Selective Removal of Sodium Salt Taste Disrupts the Maintenance of Dendritic Architecture of Second Order Taste Neurons in the Mouse Nucleus of the Solitary Tract

Neuronal activity plays critical roles in the development of sensory circuits in the mammalian brain. Recently, experimental manipulations have become available to alter gustatory activity from specific taste transduction pathways to investigate the roles taste experience play in the development of central gustatory circuits.
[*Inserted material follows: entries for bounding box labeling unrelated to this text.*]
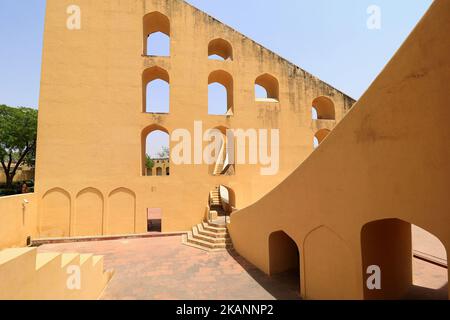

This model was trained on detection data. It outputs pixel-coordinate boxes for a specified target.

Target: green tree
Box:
[0,105,38,188]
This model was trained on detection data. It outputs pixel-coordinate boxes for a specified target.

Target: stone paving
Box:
[39,236,300,300]
[39,236,448,300]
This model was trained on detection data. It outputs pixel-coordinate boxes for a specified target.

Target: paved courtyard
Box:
[39,236,447,300]
[39,236,299,300]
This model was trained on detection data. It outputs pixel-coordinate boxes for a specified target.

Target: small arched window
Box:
[141,125,170,176]
[208,70,234,115]
[143,11,170,56]
[314,129,330,148]
[312,96,336,120]
[208,39,233,60]
[142,67,170,113]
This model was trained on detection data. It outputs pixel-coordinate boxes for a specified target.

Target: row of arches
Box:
[143,12,233,61]
[142,125,330,176]
[268,219,448,300]
[142,66,279,115]
[142,125,235,176]
[143,12,335,120]
[39,187,136,238]
[142,66,335,120]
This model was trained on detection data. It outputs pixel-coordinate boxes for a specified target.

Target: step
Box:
[182,234,229,253]
[61,253,80,268]
[208,216,230,229]
[197,223,229,238]
[36,252,62,270]
[0,248,37,266]
[187,232,233,249]
[92,256,103,269]
[202,222,228,233]
[80,253,94,266]
[192,226,231,244]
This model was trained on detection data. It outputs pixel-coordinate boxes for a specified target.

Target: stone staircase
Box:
[183,219,233,252]
[183,186,233,251]
[0,248,113,300]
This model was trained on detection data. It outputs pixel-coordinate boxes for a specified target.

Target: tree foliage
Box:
[0,105,38,188]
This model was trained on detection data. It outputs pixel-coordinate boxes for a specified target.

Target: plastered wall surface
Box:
[230,0,450,299]
[36,0,354,237]
[0,193,38,250]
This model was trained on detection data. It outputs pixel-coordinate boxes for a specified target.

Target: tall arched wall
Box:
[230,0,450,299]
[36,0,353,235]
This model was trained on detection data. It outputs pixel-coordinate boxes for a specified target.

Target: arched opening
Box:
[206,126,235,176]
[313,129,330,148]
[147,208,162,233]
[142,67,170,113]
[143,11,170,56]
[269,231,300,295]
[312,96,336,120]
[142,125,170,176]
[208,70,234,116]
[255,73,280,102]
[208,39,233,60]
[361,219,449,300]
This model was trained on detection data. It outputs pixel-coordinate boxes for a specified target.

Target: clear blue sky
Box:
[0,0,432,107]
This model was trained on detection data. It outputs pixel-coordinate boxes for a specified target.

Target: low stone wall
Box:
[0,193,38,250]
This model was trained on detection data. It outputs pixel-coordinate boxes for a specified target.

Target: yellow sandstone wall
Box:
[0,248,112,300]
[36,0,354,237]
[230,0,450,299]
[0,193,38,250]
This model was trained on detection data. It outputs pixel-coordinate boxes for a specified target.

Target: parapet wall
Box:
[0,193,38,250]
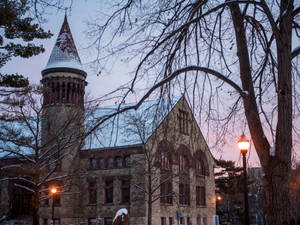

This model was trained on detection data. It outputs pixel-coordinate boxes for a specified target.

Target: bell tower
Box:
[42,16,87,109]
[41,16,87,162]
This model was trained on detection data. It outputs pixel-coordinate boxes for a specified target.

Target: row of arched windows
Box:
[89,155,131,170]
[44,79,85,105]
[159,146,209,176]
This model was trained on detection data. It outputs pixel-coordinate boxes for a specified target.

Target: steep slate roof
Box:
[44,16,83,74]
[0,97,181,157]
[83,97,181,150]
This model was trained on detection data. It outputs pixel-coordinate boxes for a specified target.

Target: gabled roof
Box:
[42,16,86,75]
[0,97,181,157]
[83,97,180,150]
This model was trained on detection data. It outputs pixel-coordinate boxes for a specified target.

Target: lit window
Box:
[160,217,167,225]
[107,158,114,169]
[122,179,130,203]
[178,110,189,135]
[179,217,184,224]
[196,186,206,206]
[89,181,97,204]
[104,217,112,225]
[125,156,131,167]
[179,183,190,205]
[186,217,192,225]
[90,158,97,169]
[161,152,171,170]
[88,219,97,225]
[105,180,114,203]
[196,159,204,175]
[179,155,189,171]
[116,157,123,168]
[160,180,173,204]
[99,158,104,169]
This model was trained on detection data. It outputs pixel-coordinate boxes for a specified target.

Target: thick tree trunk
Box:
[230,1,293,225]
[147,162,152,225]
[32,190,40,225]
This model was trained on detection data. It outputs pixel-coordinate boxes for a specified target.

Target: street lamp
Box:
[238,134,250,225]
[50,186,57,225]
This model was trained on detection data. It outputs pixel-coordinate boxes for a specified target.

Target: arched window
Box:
[107,158,114,169]
[196,159,205,175]
[179,154,189,171]
[193,149,209,176]
[125,155,131,167]
[116,157,123,168]
[161,152,172,170]
[98,158,104,169]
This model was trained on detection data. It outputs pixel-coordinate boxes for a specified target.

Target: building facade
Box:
[0,15,215,225]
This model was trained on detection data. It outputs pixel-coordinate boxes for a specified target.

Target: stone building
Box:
[0,15,215,225]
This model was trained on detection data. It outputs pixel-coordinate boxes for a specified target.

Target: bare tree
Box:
[85,0,300,224]
[0,87,82,225]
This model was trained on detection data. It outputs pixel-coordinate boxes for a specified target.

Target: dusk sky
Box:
[2,1,300,166]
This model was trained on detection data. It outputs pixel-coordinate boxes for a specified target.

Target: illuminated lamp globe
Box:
[238,134,250,153]
[51,187,57,194]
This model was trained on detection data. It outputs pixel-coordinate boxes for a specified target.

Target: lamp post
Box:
[50,187,57,225]
[238,134,250,225]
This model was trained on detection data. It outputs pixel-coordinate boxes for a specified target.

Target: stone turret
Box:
[40,16,87,224]
[41,16,87,107]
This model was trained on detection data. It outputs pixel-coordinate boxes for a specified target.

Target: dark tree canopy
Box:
[88,0,300,224]
[0,0,52,87]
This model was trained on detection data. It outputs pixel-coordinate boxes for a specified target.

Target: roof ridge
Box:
[45,14,83,74]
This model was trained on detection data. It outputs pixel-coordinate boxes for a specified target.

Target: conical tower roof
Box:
[42,15,86,77]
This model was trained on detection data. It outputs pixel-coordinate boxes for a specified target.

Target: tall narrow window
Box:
[105,179,114,203]
[99,158,104,169]
[178,109,189,135]
[125,155,131,167]
[44,185,50,206]
[122,179,130,203]
[160,180,173,204]
[179,155,189,171]
[179,183,190,205]
[167,180,173,204]
[186,217,192,225]
[161,152,171,170]
[179,217,184,224]
[196,186,206,206]
[200,186,206,206]
[90,158,97,169]
[116,157,123,168]
[107,158,114,169]
[89,181,97,204]
[88,219,97,225]
[169,217,173,225]
[54,151,61,171]
[104,217,112,225]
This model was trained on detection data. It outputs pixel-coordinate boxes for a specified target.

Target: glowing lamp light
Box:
[51,187,57,194]
[238,134,250,153]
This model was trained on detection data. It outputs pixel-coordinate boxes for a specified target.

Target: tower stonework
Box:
[40,16,87,224]
[41,16,87,146]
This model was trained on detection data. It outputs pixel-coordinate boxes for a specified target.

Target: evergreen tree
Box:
[0,0,52,88]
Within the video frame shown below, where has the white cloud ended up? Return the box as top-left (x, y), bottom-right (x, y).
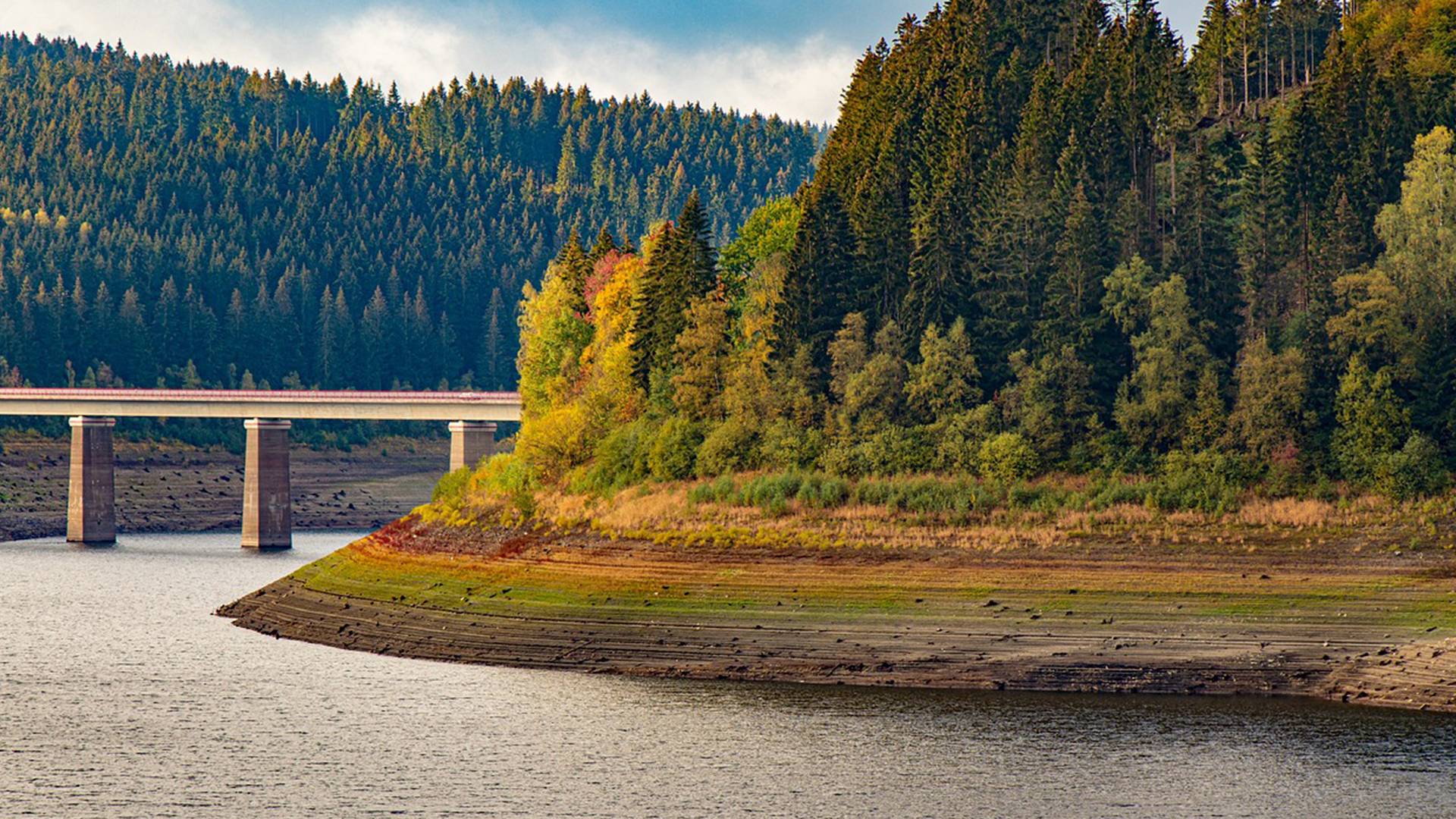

Here we used a previously vetted mouse knockout model in which the transduction channel necessary for sodium taste is removed from taste bud cells throughout life. In these knockout mice, the terminal fields that carry taste information from the periphery into the nucleus of the solitary tract (NST) fail to develop, suggesting that neural sodium taste activity is important for the proper development of central gustatory circuits. Using this model, we tested the hypothesis that the development and maintenance of the dendritic architecture of NST relay cells, the primary postsynaptic partner of gustatory nerve terminal fields, are similarly dependent upon sodium taste activity from this single transduction pathway. The dendritic fields of NST relay cells, from adult male and female mice in which the alpha-subunit of the epithelial sodium channel was conditionally deleted in taste bud cells (ENaC knockout mice) throughout life, were up to 2.4x larger and more complex than that of age-matched control mice. Interestingly, these differences in dendritic architecture were not present in postnatal day 20 (P20) mice of either sex. Overall, our results suggest that ENaC-mediated sodium taste activity is necessary for the maintenance of dendritic fields of relay cells in the gustatory NST.